What if there had been talking instead of fighting, suggests Nicholson Baker. The novelist has taken that question and put it to the events surrounding the onset of the Second World War. As one might expect from the perspective of hindsight, the author comes to a surprising conclusion in Human Smoke.
Winston Churchill figures prominently in Mr. Baker's treatise, being cast as a war-monger who had no inclination to sit down at a bargaining table with the Nazis. Mr. Churchill's father wasn't one to sit down at the table with the Irish who were pushing for Home Rule back in the day, so it comes as no surprise. Without His Lordship's machinations, there might not have ever been an Easter Rising in 1916. Like father, like son?

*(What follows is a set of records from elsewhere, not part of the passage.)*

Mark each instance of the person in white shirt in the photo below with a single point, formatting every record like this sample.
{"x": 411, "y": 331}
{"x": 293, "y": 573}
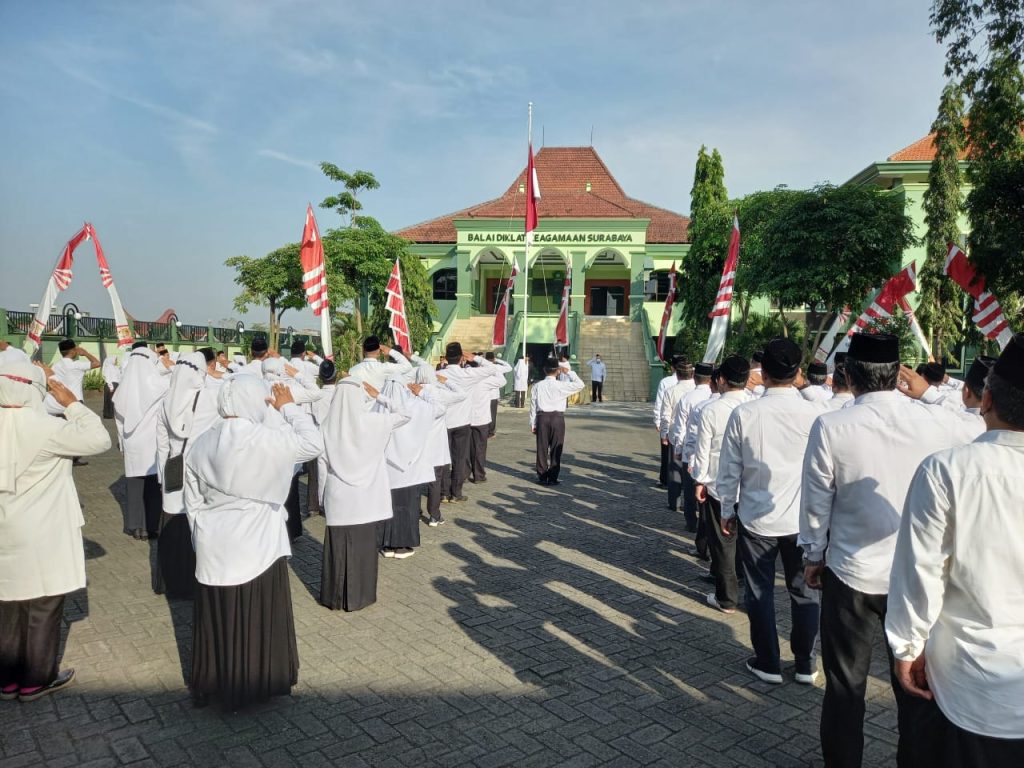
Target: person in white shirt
{"x": 598, "y": 373}
{"x": 956, "y": 588}
{"x": 42, "y": 557}
{"x": 760, "y": 468}
{"x": 713, "y": 418}
{"x": 857, "y": 468}
{"x": 547, "y": 418}
{"x": 520, "y": 382}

If only the pacifists had been given a chance, the author believes, then the Jews could have come out ahead via a negotiated settlement. Considering Hitler's love of his "final solution", I imagine that the negotiated settlement would have been something along the lines of killing off every Jew in Europe and then there'd be no war. Not everyone would have been happy with that, of course, but what's the lives of millions of Jews against the lives of thousands of soldiers and the preservation of some exquisite architecture?
Revisionist historians are forced to accept the premise that the madmen who ruled Germany were amenable to rational discussion. Winston Churchill was of a mind that they had to be eliminated because there was no reasoning with them. Mr. Baker feels that if the U.S. and other European countries had held talks, there would have been no need for war and therefore the European continent would not have been destroyed and millions of lives lost. A summit convened at the right time would have done it. After all, Hitler had proved his trustworthiness when he promised not to go past the Sudetenland, and he didn't. Or did he?
It makes for a grand plot for a novel, where the reader is willing to suspend disbelief. But for non-fiction? Hard to suspend disbelief in evil and the darkest side of man.